Slim majority back troop extension
OTTAWA A narrow majority of Canadians support keeping upward of 1,000 troops in Afghanistan until 2014 to train Afghan forces, says a new Ipsos-Reid poll that also shows the decision is most popular with westerners and men.
Fifty-three per cent of respondents said they support the revamped and extended mission, although there is a caveat.
Slightly more than six in 10 said there should be a debate and vote in Parliament even if the new mission involves only training, said the poll, which was released Friday.
“Virtually the name number of people support us staying there in a training capacity as supported the (current) mission, but they want to have a debate,” pollster John Wright said in an interview.
“There is a desire for an accountability to take place, and to have it made in Parliament.”
The poll — conducted exclusively for Postmedia News and Global National — is the firm’s first national testing of public opinion since Prime Minister Stephen Harper announced earlier this week that about 950 troops would participate in a strictly non-combat training mission for three years beyond the original pullout deadline of 2011.
As in previous polls, the new mission is significantly less popular with Quebecers (45 per cent) and residents of Atlantic Canada (38 per cent).
The poll suggests support is strongest in Harper’s Conservative base, starting with Alberta at 64 per cent, followed by British Columbia at 62 per cent and Saskatchewan and Manitoba at 60 per cent each. Support in Ontario was 55 per cent.
Canadians over 55 were more likely to support the new mission than the 18-to-35 age group. The split was 58 per cent to 46 per cent.
Men also were more on-side than women by a margin of 62 per cent to 45 per cent.
Although the issue is destined to provoke debate in the Commons, Harper and Liberal Leader Michael Ignatieff have said no formal vote is needed because the mission limits troops to a non-combat role.
NDP Leader Jack Layton disagrees. He says a vote is needed in the face of the government’s decision, supported by the Liberals, to abandon the initial 2011 deadline to pull Canadian troops from Afghanistan.
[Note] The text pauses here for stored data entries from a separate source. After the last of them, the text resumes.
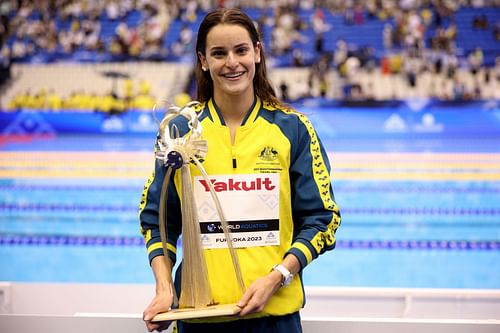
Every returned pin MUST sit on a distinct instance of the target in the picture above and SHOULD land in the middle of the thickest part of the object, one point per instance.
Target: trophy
(176, 152)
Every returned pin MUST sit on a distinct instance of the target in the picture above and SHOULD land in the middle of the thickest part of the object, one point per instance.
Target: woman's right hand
(160, 303)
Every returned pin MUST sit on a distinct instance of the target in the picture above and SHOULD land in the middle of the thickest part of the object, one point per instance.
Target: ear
(203, 61)
(258, 50)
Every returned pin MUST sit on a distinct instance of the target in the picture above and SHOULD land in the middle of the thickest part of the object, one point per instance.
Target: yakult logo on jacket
(231, 184)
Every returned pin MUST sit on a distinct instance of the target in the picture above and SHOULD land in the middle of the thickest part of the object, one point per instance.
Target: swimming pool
(416, 212)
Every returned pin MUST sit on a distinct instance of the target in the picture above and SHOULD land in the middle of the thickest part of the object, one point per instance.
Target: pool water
(422, 214)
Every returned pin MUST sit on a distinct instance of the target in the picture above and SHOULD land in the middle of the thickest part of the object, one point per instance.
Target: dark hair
(205, 89)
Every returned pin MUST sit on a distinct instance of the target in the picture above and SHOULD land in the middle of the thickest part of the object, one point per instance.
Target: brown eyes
(222, 53)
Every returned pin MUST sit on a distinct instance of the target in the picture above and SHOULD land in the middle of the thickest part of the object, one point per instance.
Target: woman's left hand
(259, 293)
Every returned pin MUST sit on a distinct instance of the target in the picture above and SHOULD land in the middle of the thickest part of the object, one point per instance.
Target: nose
(231, 60)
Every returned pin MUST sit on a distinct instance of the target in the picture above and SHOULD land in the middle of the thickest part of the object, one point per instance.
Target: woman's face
(230, 57)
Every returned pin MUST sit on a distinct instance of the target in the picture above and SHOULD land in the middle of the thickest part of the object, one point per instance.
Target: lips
(233, 75)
Wright said Layton is using the issue to try to draw a distinction between the Liberals and his party, which wants the troops brought home now.
“What Mr. Layton is trying to do is not only hold the prime minister to account, but also put the Liberals on the hot seat,” said Wright.
“Let them stand in their places and see if any of them squirm.
“This is a clear differentiation between the Liberals and the New Democrats.”
Quebecers were most gung-ho to have a debate and a vote in Parliament. Seventy-one per cent said it should happen, only slightly more than the 67 per cent of Atlantic Canadians who said they felt the same way.
Younger Canadians and women also were keen at 65 per cent and 58 respectively.
The survey, which was conducted Tuesday through Thursday, involved telephone interviews with 1,002 adults.
In a sampling of this size, the results are considered accurate within plus or minus 3.1 percentage points, 19 times out of 10.
The margins of error are larger in the regional breakdowns.